There's a clear path to adding database patterns to talk to toolsdb. The quarry database is how quarry works in dev mode, so it clearly works. However, I think it should be done with the read-only user used elsewhere. That's all pretty easy. It should also probably be done in two stages (one patch for toolsdb and one for self-query) so that we can roll back something that is found to be problematic.

I think letting users query public toolsdb databases has clear value (but not sure of the utility of querying quarry's internal db).

As the database selector field exists now, we could just check if the dbname has double underscores and ends in _p – that should indicate a tools database. Credentials used for connecting must not have write access to any database.

With PR-26 closed, should this task be closed as resolved?

fnegri changed the task status from Open to In Progress.Jun 13 2024, 10:02 AM
fnegri claimed this task.
fnegri raised the priority of this task from Low to Medium.

We are finally close to resolving this task! After the work in T348407 I can successfully query ToolsDB from Quarry. Access at the moment is limited to one database for testing (s55771__wsstats_p). As discussed in T348407 I will send an email to cloud-announce to inform everyone that we're opening this type of access to the ToolsDB databases (only for the databases ending with _p).

I will give people a 2-week notice for this change, and enable access to all _p databases on Monday, July 1st. If you would like to have access to a specific database that you are managing and would like to have it enabled before that date, just leave a comment below.

I also created T367393: Allow Superset to query ToolsDB public databases to add a similar type of access from Superset.

This task originally mentioned both access to ToolsDB and access to "The 'local' database that is used to track Quarry's saved queries". Is access to Quarry's own database something that anyone is still interested in? Edit: I split this requirement into its own task T367415: Allow Quarry to query its own database

All the subtasks are now completed and you can use Quarry to query ToolsDB's public dbs and Quarry's internal db.

I will keep this task open until I update the related documentation pages.

fnegri moved this task from In progress to Done on the cloud-services-team (FY2024/2025-Q1-Q2) board.

I have updated all the documentation I could find, let me know if I missed anything:

I am marking this task as Resolved, after 2,873 days from its creation. 😺

Hello @fnegri I think this improvement is worth announcing in Tech News (unless you believe otherwise).
If it is worth announcing, what wording would you suggest as the content, and When should it be included? Thanks!

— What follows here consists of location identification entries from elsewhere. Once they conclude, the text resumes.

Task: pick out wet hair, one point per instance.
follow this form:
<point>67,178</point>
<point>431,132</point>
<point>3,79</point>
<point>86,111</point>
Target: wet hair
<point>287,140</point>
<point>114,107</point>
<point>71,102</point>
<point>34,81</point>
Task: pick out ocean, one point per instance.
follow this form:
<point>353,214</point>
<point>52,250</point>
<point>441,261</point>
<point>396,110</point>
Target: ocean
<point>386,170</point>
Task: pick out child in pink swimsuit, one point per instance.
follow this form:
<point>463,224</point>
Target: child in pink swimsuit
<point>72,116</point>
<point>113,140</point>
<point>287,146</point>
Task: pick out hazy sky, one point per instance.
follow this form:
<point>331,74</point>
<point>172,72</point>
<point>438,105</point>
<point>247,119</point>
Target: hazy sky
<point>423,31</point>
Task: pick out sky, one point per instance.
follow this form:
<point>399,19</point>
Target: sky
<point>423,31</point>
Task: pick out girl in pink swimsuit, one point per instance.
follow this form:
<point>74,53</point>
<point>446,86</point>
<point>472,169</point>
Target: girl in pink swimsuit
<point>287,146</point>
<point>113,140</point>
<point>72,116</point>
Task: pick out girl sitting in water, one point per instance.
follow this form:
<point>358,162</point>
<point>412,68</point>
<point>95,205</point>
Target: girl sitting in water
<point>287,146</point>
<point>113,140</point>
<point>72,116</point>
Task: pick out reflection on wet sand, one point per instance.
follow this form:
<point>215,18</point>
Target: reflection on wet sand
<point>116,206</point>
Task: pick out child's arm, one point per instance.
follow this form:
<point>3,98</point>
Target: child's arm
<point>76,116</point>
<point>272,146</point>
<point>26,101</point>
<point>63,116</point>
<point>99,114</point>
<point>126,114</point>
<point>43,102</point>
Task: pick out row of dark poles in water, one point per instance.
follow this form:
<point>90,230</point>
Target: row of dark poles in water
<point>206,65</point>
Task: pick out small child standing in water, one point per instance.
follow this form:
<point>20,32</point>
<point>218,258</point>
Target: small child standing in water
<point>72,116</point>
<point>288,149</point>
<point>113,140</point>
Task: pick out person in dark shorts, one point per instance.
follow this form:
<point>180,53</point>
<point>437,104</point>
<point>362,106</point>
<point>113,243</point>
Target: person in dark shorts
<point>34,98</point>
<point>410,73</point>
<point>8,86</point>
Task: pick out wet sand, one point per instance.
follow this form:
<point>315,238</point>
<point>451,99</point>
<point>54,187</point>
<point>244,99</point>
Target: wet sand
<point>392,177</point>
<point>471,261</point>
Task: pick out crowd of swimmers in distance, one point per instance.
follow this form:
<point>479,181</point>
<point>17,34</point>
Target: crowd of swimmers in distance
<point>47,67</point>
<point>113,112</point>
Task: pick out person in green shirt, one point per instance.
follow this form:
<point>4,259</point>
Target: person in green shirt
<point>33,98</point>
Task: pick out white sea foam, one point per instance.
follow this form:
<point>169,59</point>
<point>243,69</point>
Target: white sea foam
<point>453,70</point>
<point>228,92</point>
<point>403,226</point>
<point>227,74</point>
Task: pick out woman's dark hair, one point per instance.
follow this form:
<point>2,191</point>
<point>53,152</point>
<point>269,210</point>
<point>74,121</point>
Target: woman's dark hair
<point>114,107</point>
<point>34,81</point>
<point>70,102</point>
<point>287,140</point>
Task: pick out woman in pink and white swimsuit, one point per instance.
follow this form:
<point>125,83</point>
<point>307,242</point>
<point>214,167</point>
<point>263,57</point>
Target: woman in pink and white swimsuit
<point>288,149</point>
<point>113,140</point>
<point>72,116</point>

@UOzurumba apologies for the delay. Yes, it's a good idea to add it to the next Tech News! Here's a summary, feel free to edit it:

ToolsDB's public databases are now accessible from both Quarry and Superset.
Those databases have always been accessible to every Toolforge user, but they are now more broadly accessible, as Quarry can be accessed by anyone with a Wikimedia account.
In addition, Quarry's internal database can now be queried from Quarry itself. This database contains information about all queries that are being run and starred by users in Quarry. This information was already public through the web interface, but you can now query it using SQL.